LORAIN — The 6.43-mill levy for Lorain City Schools was defeated Tuesday leaving school officials disappointed and worried about the future of the district.
“These are tough times and certainly the school district has a need,” said Superintendent Cheryl Atkinson. “We are going to be faced with some very serious challenges and I think everybody’s aware of that.”
School Board Vice President Tony Dimacchia said there has been no talk of layoffs or program cuts yet and said the board will do everything it can to avoid layoffs.
“With the failure of the levy, we’ll take a look at what we’ll have to do to maintain and sustain programs we currently have and keep the administrators and educators we have who are doing an excellent job,” he said.
Dimacchia was “very disappointed” to see the levy fail 4,812 to 6,080, or 44.18 percent to 55.82 percent, according to unofficial election results.
The levy would have brought $4.6 million a year for five years into the district.
Cory Simo voted against the school levy because he didn’t think the board spent its money wisely.
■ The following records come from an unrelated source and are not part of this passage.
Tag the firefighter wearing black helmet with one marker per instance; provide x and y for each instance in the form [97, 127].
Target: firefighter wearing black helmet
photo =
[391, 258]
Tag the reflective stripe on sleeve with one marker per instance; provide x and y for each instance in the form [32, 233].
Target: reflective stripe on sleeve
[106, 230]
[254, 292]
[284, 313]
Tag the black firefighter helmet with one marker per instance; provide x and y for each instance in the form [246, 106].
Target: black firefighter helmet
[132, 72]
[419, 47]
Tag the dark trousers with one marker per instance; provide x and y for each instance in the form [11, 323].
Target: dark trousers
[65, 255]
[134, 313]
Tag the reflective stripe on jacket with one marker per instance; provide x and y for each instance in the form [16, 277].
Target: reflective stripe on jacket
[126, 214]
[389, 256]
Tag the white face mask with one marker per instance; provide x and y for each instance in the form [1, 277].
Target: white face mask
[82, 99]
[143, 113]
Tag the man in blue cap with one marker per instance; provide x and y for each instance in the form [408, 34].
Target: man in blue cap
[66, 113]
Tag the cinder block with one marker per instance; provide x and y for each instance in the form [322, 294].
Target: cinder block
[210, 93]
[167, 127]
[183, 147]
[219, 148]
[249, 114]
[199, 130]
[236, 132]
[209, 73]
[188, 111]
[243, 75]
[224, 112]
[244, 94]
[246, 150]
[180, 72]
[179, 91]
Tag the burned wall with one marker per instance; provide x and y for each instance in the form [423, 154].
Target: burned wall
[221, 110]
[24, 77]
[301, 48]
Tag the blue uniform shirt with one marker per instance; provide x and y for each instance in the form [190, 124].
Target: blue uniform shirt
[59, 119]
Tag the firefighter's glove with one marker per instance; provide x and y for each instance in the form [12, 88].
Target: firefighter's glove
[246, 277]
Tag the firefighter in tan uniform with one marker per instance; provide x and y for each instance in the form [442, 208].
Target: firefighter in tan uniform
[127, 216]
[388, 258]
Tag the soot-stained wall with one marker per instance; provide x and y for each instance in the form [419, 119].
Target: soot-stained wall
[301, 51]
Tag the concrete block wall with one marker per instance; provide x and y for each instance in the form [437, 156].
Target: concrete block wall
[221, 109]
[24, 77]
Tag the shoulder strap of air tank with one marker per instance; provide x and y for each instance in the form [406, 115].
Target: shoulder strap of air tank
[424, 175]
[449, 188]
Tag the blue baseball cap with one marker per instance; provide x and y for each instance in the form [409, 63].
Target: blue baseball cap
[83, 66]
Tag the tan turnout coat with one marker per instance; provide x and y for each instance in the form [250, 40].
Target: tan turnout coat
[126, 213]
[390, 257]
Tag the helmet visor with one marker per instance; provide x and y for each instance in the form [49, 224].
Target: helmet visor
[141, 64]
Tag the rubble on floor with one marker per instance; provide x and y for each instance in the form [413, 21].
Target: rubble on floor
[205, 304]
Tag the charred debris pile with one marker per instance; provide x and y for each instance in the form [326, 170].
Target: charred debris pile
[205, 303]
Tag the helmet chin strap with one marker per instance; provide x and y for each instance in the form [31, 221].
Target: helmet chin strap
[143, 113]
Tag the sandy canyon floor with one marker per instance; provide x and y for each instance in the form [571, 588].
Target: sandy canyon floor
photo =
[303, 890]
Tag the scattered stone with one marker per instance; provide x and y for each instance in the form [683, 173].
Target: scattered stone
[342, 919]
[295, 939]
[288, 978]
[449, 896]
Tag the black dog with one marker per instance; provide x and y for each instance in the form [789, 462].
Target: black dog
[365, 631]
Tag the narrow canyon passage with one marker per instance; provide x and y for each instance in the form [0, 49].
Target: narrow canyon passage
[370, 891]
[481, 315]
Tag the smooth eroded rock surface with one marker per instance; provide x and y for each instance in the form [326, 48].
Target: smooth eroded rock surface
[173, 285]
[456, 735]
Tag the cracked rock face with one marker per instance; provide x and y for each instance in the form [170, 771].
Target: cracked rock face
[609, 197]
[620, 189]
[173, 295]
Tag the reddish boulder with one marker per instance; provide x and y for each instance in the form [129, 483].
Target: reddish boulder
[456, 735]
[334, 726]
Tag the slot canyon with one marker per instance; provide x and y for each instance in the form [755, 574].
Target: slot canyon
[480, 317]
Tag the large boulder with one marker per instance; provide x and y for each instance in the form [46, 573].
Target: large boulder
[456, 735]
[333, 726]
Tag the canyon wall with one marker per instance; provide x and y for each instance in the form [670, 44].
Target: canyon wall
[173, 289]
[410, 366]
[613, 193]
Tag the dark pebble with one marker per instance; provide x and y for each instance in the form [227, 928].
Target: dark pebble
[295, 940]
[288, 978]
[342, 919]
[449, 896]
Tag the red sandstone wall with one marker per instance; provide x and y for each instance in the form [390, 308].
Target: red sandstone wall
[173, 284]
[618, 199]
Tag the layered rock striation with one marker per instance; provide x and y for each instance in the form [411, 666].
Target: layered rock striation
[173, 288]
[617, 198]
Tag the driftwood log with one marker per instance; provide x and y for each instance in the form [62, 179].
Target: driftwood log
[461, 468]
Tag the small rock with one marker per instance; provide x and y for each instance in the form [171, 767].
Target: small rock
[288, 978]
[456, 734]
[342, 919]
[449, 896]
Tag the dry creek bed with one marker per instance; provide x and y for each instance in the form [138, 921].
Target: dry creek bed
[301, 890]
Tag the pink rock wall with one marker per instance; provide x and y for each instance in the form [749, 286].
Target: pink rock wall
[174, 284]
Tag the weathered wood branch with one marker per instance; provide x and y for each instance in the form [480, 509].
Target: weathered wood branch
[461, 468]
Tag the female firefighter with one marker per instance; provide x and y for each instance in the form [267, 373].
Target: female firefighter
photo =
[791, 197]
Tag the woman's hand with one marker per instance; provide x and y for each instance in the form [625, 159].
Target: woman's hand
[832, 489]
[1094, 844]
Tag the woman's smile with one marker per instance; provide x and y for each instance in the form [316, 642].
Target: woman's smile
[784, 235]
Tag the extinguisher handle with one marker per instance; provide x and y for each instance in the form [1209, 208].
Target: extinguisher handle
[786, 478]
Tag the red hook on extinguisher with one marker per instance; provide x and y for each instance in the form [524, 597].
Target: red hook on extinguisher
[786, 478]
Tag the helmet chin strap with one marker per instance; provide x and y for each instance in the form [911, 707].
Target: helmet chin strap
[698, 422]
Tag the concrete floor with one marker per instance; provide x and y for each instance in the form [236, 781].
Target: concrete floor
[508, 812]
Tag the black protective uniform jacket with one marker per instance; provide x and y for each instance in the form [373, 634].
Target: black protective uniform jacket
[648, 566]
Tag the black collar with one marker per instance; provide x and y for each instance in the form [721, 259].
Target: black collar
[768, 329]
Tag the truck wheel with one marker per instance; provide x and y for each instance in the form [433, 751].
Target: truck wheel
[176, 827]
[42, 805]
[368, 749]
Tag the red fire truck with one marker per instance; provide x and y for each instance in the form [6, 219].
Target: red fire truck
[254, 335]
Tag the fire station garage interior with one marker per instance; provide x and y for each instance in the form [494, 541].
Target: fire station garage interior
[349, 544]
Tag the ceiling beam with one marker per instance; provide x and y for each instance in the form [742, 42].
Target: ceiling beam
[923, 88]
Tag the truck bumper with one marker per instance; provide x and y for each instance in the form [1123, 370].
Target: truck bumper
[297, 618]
“Superintendent Atkinson makes what, $250,000?” Simo said. “They had the opportunity to hire someone for $100,000. At the same time, they want to raise my property taxes $200 a year? I think the money could have been spent better.”
Still, the levy did have its supporters, like Vanessa Trovato, a mother with students in the district.
“My kids are still in school and I want them to have the best,” she said.
Lorain resident Domingo Sanchez also supported the levy.
“I went to Lorain schools and I think I’m doing OK for myself,” Sanchez said. “People voted for the schools when I was going there so I thought it would be a good thing to do the same for the kids going there now.”
Dimacchia admits times are tough but said that’s no reason not to support the schools.
“As a parent and as a taxpayer, I would never vote no for a school levy no matter where I’m at because the bottom line is it affects the kids,” he said. “We can’t cut programs and cut teachers and cut curriculum and cut administrators and run an effective school district. I believe the growth of a city is dependent upon its school district. You can’t bring new people into a city without a good, secure answer to ‘Where am I going to send my kids to school’ – especially when charter schools are popping up on every corner.”
The district is expected to be $1.65 million in the red by the end of this year.
“We will have to sit down and make some tough decisions and make some tough recommendations to the board, I’m sure,” Atkinson said. “The district will have to consider everything. With these circumstances, there are no sacred cows. We really are already very paper-thin. We’re a human resources business so we’ll have a lot of human resource considerations.”
Dimacchia said he’s worried about the future of the district.
“We have the district moving in the direction we want it to be moving and now we have another obstacle,” he said. “This levy was extremely critical to just maintaining what we had and to just keep moving forward, even if it was just an inch or so.”